Illegal drone flights over sports stadiums in Europe now have organizers worried about potential security concerns, after a drone flew an Albanian nationalist banner over a European Championship soccer qualifier between Serbia and Albania.
Instead of a harmless flag flying over the grounds, UEFA president Michael Platini wondered what would happen if a drone carried a bomb instead of a flag. It is difficult for aviation and security specialists to try to stop small drones flying over stadiums, as they are able to get extremely close to the spectators and sports players before being identified.
"It was highlighted as being an emerging issue at sports grounds, with the use of drones at grounds increasing significantly in the last two years," said Caroline Hale, Sports Ground Safety Authority head of communications. "We are reminding clubs that it is worth looking at their contingency plans in light of possible increased use of drones over sports grounds and look at potential risks arriving from a drone accident."
It seems unlikely that drones will become commonplace in everyday life for consumers, but that doesn't mean there aren't potential long-term ramifications.
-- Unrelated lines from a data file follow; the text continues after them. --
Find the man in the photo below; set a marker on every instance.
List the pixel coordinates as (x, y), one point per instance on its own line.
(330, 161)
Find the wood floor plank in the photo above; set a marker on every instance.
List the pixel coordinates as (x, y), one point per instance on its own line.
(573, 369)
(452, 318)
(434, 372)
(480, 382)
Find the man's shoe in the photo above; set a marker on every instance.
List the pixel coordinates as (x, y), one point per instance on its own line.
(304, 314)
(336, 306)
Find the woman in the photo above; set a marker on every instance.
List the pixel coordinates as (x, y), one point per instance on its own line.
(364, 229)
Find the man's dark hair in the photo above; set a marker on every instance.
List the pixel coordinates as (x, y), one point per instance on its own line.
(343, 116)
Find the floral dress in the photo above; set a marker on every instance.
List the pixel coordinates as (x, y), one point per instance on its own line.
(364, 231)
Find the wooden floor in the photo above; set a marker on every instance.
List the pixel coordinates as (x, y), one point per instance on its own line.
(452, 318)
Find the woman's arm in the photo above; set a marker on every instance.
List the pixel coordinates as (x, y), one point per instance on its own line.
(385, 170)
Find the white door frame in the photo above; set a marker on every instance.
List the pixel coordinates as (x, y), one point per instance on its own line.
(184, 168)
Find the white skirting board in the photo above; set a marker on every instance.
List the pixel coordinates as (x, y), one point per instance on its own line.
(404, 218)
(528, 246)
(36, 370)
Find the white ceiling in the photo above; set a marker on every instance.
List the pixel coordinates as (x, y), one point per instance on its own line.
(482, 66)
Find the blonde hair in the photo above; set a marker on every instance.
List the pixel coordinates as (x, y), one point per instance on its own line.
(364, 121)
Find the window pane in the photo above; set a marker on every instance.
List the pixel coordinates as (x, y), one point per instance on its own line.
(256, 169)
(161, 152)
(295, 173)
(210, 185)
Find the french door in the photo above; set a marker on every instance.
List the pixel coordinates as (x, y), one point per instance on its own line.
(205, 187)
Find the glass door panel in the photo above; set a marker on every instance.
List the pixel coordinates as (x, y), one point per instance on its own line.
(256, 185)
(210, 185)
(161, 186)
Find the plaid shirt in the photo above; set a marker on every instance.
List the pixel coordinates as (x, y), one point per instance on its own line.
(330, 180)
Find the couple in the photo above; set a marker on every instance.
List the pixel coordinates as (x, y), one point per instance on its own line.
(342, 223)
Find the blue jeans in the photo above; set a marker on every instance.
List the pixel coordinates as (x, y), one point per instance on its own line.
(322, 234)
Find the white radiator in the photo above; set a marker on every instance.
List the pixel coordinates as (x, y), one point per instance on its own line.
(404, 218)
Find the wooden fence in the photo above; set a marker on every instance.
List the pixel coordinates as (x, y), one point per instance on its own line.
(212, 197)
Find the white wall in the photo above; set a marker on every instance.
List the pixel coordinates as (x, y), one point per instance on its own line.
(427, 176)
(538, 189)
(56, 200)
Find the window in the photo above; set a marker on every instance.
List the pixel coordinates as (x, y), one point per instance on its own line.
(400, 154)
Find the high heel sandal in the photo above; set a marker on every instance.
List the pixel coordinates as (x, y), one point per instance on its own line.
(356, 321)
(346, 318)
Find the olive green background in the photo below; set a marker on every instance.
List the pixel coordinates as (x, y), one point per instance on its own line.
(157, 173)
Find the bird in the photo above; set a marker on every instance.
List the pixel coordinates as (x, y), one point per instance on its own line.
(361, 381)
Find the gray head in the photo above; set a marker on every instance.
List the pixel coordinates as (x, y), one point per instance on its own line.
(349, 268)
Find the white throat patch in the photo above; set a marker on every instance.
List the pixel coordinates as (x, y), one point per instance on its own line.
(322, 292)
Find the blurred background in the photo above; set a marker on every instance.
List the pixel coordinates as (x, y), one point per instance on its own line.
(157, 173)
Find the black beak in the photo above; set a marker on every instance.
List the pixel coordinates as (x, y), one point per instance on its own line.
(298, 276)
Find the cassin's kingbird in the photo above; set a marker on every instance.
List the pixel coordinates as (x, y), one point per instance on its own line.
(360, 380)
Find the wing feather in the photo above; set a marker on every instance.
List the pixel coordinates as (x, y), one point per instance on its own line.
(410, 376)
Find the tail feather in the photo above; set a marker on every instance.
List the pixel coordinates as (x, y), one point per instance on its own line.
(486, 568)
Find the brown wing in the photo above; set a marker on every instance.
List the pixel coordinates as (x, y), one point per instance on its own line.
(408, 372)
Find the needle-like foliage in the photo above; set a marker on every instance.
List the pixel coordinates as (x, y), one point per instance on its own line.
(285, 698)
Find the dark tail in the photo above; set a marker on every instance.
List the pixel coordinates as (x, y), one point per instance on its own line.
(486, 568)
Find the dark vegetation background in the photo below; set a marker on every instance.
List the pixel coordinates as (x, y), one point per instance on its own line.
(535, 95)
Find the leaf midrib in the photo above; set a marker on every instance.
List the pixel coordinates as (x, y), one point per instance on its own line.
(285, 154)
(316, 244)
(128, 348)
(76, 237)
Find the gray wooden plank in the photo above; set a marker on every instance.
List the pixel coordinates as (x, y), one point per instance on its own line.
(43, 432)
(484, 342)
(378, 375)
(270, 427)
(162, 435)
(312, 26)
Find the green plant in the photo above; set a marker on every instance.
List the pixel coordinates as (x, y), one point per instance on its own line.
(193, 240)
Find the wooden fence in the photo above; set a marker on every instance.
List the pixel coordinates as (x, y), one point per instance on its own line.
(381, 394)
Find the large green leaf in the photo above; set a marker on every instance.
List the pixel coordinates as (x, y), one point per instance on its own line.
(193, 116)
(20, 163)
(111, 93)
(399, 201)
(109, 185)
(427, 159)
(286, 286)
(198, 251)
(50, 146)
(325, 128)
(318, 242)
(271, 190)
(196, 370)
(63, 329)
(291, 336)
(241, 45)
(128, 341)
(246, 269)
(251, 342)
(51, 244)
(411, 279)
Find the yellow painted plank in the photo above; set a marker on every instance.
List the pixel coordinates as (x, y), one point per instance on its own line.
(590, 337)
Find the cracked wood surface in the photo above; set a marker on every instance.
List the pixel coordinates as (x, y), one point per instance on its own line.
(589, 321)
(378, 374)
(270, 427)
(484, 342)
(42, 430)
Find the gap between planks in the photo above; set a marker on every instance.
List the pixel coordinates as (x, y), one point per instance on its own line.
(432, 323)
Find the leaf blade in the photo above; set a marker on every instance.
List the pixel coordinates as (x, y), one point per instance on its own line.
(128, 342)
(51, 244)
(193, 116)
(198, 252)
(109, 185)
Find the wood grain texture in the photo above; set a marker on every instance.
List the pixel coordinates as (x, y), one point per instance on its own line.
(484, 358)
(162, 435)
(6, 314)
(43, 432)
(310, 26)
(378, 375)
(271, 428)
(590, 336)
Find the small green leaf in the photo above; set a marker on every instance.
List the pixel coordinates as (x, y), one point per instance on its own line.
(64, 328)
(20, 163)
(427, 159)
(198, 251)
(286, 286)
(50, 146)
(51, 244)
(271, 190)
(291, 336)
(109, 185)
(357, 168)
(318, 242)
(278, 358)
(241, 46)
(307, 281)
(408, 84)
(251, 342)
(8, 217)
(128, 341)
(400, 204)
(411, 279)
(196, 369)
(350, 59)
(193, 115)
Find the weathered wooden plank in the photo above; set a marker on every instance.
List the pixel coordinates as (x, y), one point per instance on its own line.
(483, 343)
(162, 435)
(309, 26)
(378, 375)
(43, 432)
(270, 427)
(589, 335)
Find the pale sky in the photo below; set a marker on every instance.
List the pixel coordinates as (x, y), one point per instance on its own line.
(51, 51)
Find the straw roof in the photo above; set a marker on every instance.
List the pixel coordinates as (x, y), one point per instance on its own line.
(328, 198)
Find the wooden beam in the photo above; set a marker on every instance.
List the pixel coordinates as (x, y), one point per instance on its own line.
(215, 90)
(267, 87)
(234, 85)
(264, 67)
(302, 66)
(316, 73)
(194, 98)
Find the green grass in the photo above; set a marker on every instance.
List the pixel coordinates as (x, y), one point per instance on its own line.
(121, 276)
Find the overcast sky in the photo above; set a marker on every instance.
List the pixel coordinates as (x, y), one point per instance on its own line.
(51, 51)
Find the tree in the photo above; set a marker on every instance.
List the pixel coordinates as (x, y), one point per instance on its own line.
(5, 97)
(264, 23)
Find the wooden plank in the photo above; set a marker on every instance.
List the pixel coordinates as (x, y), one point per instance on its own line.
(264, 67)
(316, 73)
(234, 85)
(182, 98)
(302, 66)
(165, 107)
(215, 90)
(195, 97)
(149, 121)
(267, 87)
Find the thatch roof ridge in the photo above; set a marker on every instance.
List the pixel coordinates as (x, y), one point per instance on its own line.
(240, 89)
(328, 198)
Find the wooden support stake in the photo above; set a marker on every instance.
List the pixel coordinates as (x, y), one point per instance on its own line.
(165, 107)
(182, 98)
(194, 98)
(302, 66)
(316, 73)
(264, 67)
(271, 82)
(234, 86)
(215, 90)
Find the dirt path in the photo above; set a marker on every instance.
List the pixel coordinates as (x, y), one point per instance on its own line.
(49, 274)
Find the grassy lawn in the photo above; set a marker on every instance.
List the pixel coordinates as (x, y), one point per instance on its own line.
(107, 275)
An estimated 12 percent of a booming $98 billion for aerial drone spending in the next 10 years will be dedicated to commercial drones.
Looking ahead, companies hope to see drones used to deliver groceries and product shipments, along with agricultural development, and to help conduct high-level construction supervision. Starting in 2015, commercial drone flights - with drones weighing 55 pounds or less - will help offer guidelines and regulation of wide-scale drone use.
As more drones take to the skies, there will be continued concern of privacy and safety issues, which will remain a major threat. However, drone-powered applications will be required to meet certain standards to prevent possible invasion of privacy cases.